After surpassing their goal of 32,400 participants, recruitment for the study ended last month, two years earlier than anticipated. About 15 percent of participants are African American men, who have the highest incidence of prostate cancer and the poorest survival rates. That percentage is much higher than has been attained by other cancer-prevention studies, said Phyllis Goodman, the project's lead statistician and an investigator in the Public Health Sciences Division.
"The percentage of African-American participants in previous prostate-cancer prevention studies has been in the single digits," she said. "Our success was due to a lot of community outreach, including partnering with African-American organizations and churches."
The Public Health Sciences Division oversees the statistical analysis for the $180 million, National Cancer Institute-funded study, which involves 427 clinical sites around the country, including four Seattle-area hospitals. Cancer Research And Biostatistics (CRAB), a Seattle nonprofit organization with close ties to Fred Hutchinson, leads the data coordination and computational analysis for the project. Dr. John Crowley, chief executive officer of CRAB and a PHS investigator, is the principal investigator for the SELECT Statistical Center.
Men enrolled in the study visit their local study sites once every six months for a minimum of seven years. Each year the men have a limited physical exam, which includes a suggested digital rectal exam and prostate-specific antigen (PSA) test.
Upon enrollment, the men were assigned by chance to one of four groups. One group takes 200 micrograms of selenium daily plus an inactive capsule, or placebo, that looks like vitamin E. Another group takes 400 IU (international units) of vitamin E daily along with a placebo that looks like selenium. A third group takes both selenium and vitamin E. The final group is given two placebos. Neither the men nor the investigators know which preparation the men are receiving until the follow-up period is complete. Researchers will monitor the number of prostate-cancer cases that develop among the participants to assess whether vitamin E and/or selenium are associated with a difference in prostate-cancer incidence.
Since recruitment began in 2001, three ancillary studies have been added that will investigate the effects of vitamin E and selenium on other health issues in the SELECT participants, Goodman said. These additional studies are done in cooperation with the SELECT researchers and Statistical Center.

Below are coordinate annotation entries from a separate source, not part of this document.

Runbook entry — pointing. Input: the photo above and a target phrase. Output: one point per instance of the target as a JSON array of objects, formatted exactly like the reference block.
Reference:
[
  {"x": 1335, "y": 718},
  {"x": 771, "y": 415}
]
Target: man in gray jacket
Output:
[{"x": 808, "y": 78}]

The studies are funded by other NIH institutes and represent a collaborative model that is encouraged by the NIH.
One study led by researchers at the University of Kentucky, which will involve 5,000 of the SELECT participants, seeks to determine whether vitamin E and selenium can reduce the incidence of Alzheimer's disease. Previous research has suggested that these antioxidants may protect against the condition.
A second study led by investigators at Harvard Medical School will assess whether vitamin E and selenium can reduce the risk of visually significant macular degeneration and cataracts, two conditions that can lead to vision loss.
The third ancillary study, led by Cornell University, will examine the role of vitamin E and selenium in chronic obstructive pulmonary disease, a smoking-related disease in which lung function is decreased.
A fourth study—due to be launched by researchers at the University of Arizona—will investigate whether vitamin E and selenium can reduce the risk of benign colorectal tumors known as adenomas, which can lead to cancer.